Help with a common Emitter Amplifier

Discussion in 'Homework Help' started by janner, Nov 16, 2009.

  1. janner

    Thread Starter New Member

    Nov 15, 2009
    6
    0
    Hi Guys,

    This is my first post on here so first of all "Hello!"
    Right down to business. I have to design a two stage common emitter amplifier with a gain of 30, I have been given loads of notes but Im needing someone to point me in the right direction with it. Firstly im trying to just design a single stage amplifier get it working then basically just join two together. I know that then I can get the gain by just using 1/beta in the feedback.

    I have been told that I can choose the supply and then choose the Ic. I used a supply of 15V and then an Ic of 4mA. The formulas I have been given to get the rest of the circuit are as follows
    1, Choose Ic I used: 4mA
    2, Make Ve 10% of Vcc I calculated 1.5V
    3, Re = Ve/Ic I calculated 375 ohms
    4, Rc = Vcc/2Ic I calculated 1.875K ohms
    5, R2 = 10 x Re I calculated 3.75K ohms
    6, R1 = (Vcc-(Ve+0.7))x R2 I calculated 21.8K ohms
    Ve+0.7

    Ok so I have done all my calculations and then built the circuit on multisim. The circuit inverts the output but does not ampilfy it? :confused: The output voltage is extately the same magnitude as the input :confused:
    I have attached a copy of my circuit with the wave forms on it but if any other info is needed please just leave a message.

    This does seem a monster first post but any help anyone could give me would be much appreciated.
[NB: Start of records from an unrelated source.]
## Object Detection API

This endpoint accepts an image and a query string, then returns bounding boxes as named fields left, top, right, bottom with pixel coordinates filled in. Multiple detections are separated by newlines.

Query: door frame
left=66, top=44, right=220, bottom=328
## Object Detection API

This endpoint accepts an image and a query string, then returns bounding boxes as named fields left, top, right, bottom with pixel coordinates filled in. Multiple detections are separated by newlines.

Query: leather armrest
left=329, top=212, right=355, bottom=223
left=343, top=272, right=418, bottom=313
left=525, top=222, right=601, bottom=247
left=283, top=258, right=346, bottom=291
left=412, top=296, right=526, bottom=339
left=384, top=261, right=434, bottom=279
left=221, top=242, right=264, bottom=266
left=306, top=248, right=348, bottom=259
Thanks :)
     
  2. hobbyist

    Distinguished Member

    Aug 10, 2008
    764
    56
    I must say this calculation is a new one to me.
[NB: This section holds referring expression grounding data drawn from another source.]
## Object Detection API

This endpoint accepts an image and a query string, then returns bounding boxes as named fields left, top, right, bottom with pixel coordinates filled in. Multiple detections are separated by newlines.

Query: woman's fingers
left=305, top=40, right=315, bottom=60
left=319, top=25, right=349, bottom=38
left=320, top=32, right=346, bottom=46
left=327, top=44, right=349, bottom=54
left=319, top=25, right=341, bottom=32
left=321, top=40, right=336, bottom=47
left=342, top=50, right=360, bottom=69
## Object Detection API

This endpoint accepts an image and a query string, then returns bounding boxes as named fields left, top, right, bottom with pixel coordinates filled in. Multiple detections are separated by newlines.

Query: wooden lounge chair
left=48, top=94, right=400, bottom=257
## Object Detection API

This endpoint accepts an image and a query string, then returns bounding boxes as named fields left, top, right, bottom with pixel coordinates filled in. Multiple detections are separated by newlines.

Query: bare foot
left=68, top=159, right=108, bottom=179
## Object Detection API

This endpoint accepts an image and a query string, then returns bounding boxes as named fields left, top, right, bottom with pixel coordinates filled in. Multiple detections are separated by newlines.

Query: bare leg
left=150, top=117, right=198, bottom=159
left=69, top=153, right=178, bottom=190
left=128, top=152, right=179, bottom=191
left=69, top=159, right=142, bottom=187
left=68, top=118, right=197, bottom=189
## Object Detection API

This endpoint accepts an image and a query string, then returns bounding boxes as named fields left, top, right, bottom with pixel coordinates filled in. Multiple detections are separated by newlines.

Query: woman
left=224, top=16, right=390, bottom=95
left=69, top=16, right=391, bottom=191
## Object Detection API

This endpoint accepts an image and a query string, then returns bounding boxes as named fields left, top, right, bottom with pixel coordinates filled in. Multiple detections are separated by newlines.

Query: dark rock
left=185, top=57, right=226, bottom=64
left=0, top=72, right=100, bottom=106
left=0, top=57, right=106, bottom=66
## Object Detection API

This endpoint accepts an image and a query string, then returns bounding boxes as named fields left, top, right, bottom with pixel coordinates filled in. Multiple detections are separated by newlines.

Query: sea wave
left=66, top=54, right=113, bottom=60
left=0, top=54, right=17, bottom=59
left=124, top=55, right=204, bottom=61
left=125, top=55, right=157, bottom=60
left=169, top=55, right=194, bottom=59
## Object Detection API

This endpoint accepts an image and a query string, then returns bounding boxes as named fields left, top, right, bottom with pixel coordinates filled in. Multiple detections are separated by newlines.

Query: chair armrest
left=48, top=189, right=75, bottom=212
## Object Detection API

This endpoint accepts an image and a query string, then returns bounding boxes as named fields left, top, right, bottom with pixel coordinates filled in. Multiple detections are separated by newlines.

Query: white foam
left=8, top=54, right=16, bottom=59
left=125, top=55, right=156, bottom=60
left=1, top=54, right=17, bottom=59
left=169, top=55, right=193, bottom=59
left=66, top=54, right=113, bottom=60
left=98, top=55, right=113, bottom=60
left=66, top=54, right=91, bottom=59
    But if it works that's good. (the equation that is)

    VB / R2 = ID

    and

    (VCC - VB) / ID = R1

    So some how I'll need to rearange these equations to see if I can get that #6, equation.

    Be an interesting algebra problem.
     
  3. janner

    Thread Starter New Member

    Nov 15, 2009
    6
    0
    Aye the equation is divided by (Ve+0.7) it just came out abit wrong when typing sorry.

    I got it to work I just removed the RL resistor I had in the circuit. so thanks anyways guys.
     
  4. hobbyist

    Distinguished Member

    Aug 10, 2008
    764
    56
    (VE + 0.7v.) = VB

    so (VB / R2) = divider Curent.

    The R1 value is {(VCC - VB) / divider current.}

    Are you sure you got your R1 value right?

    Maybe I need to rearange and substitute the equations to get what they gave you for R1 equation.
     
  5. janner

    Thread Starter New Member

    Nov 15, 2009
    6
    0
    no sorry the calculation for R1 is

    R1=

    (Vcc-(Ve+0.7)) xR2
    Ve+0.7

    so I got =

    (15-(1.5+0.7)) x 3750 = 21.8KΩ
    1.5+0.7

    Like i said I have the circuit amplifiying with a gain of 5 but I want to make it much bigger so I need to add in a Capacitor (Ce) so Im off to do more reading on how to do this beacuse as soon as I put one in the circuit my output goes very wrong!
     
  6. thatoneguy

    AAC Fanatic!

    Feb 19, 2009
    6,357
    718
    Do you need an AC gain of 30 or a DC gain of 30?

    The Gain of 5 that you are getting currently, is that an AC measurement?
     
  7. janner

    Thread Starter New Member

    Nov 15, 2009
    6
    0
    AC I think?? its a AC signal source. I was just told a gain of 30.

    I have measured my gain of 5 as AC
     
  8. thatoneguy

    AAC Fanatic!

    Feb 19, 2009
    6,357
    718
    Can you post your schematic as it currently is?

    A .png screenshot works the best.
     
  9. janner

    Thread Starter New Member

    Nov 15, 2009
    6
    0
    That's it i think? :confused:
     
  10. Audioguru

    New Member

    Dec 20, 2007
    9,411
    896
    The gain of the transistor without a load is slightly less than Rc/Re.
    Increase the gain by increasing Rc or reducing Re then re-bias it.

    You can also increase the gain without re-biasing it by connecting a resistor in series with a capacitor from the emitter to ground. This reduces the effective value of Re at AC.